Anyhow, I have been amusing myself with maggot on the feeder on the Lower Derwent down the bottom of the field:
Funny thing is that for a few days there was nothing but gudgeon, gudgeon, gudgeon. I don’t mind that much, it’s still action of a sort. But then the gudgeon seemed to disappear. I’d cast in the feeder and for about 20 minutes nothing would happen, then there’s be an almighty wang on the rod tip, I’d strike, get some thrillingly solid resistance and pull in a nice chub of around 1-1.5 lb:
So I’d catch two or three of these in fairly quick succession (losing more than one I should say), then it’d all go dead and that would be it. Over about three sessions I managed a good half dozen like this – the rod rest in the pic is 7″ long:
I know Matt Hayes would describe these as ‘nice little chub’ but as far as I’m concerned they’re real crackers.
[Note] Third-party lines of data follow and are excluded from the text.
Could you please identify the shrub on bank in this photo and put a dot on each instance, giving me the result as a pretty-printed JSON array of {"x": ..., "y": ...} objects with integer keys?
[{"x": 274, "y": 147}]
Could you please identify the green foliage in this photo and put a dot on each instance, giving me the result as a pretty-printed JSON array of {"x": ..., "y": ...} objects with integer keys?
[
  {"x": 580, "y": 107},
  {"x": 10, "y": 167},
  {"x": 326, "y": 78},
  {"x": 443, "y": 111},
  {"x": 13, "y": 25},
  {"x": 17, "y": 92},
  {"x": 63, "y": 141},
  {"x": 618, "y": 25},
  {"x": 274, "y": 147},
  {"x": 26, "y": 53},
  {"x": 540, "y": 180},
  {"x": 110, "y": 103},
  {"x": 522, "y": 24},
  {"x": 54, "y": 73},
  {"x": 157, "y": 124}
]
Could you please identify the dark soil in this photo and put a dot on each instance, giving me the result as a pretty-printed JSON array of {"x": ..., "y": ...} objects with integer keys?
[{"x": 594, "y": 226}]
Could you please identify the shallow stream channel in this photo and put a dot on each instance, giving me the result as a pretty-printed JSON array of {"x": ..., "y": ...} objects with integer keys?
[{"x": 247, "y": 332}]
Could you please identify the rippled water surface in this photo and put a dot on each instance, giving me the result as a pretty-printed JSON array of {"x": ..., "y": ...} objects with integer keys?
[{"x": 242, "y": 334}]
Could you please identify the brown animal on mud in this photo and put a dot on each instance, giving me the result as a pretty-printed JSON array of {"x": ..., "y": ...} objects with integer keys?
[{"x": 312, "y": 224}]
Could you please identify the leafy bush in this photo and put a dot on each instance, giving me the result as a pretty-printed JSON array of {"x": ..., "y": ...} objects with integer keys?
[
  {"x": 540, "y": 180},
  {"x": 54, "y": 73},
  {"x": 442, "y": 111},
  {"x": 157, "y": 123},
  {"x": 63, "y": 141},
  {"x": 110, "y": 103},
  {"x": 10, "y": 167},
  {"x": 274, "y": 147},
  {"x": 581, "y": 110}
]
The rain last week put about two foot of height on the water, which did it some good. But then the level dropped again to at least as low as it has been all summer and things reverted to normal:
Now that’s ‘a nice little chub’ (if it is a chub). Actually, I think it takes a bit of skill to hook a fish that small on the ledger; bites are signalled by only by tiny, intermittent tremors on the rod tip. Having said that I probably converted about one in twenty strikes into a fish, so maybe more luck than judgement.
No more rain forecast for a while, so I think I’m going to struggle whether its on the fly or the maggot.